Not only do we lack any real inventory – or better, any systematic analysis – of the planet’s economic and biophysical situation, but above all we lack an overview of what a collapse might look like, how it might be triggered and what it would imply in psychological, sociological and political terms for the present generations. We lack any real applied, transdisciplinary science of collapse.
We here propose, by drawing on information from many scattered works published across the world, to create the basics of what, with a certain self-deprecating irony, we have called ‘collapsology’ (from the Latin collapsus, ‘a fallen mass’). The goal is not to indulge in the mere scientific pleasure of accumulating knowledge but rather to shed light on what is happening and might happen to us, in other words, to give meaning to events. It is also and above all a way of treating the subject as seriously as possible so that we can calmly discuss the policies that need to be implemented.
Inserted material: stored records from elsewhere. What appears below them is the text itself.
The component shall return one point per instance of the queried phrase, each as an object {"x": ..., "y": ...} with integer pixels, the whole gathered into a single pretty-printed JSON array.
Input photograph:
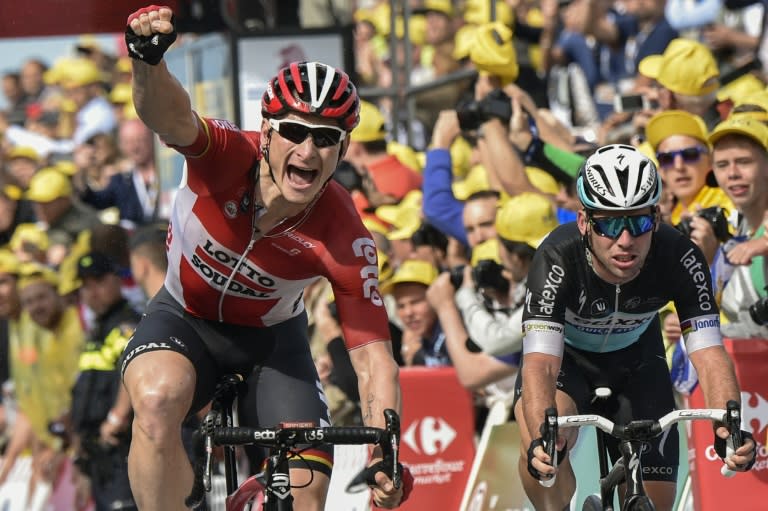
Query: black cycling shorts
[
  {"x": 282, "y": 381},
  {"x": 638, "y": 377}
]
The issues that emerge whenever the word ‘collapse’ is so much as mentioned are many and varied. What do we know about the overall state of our Earth? Or the state of our civilization? Is a collapse in stock market prices comparable to a collapse in biodiversity? Can the conjunction and perpetuation of ‘crises’ actually drag our civilization into an inescapable whirlpool? How far can all this go? How long will it last? Will we manage to maintain our democratic reflexes? Can we live more or less peacefully through a ‘civilized’ collapse? Will the outcome inevitably be entirely negative?”
The issue of collapsology has been discussed by writers at this site for at least ten years, before most of the above writers, and it was always a concern of Eric Butler, who saw the forces of centralisation, what we call the nasty package of globalism today, as a force eroding the moral foundations of civilisation, as surely as white ants eat away the foundations of a wood framed house. And, now is the moment of truth, as we face it, with most people, even so-called thinkers, pretty much numb to the issues.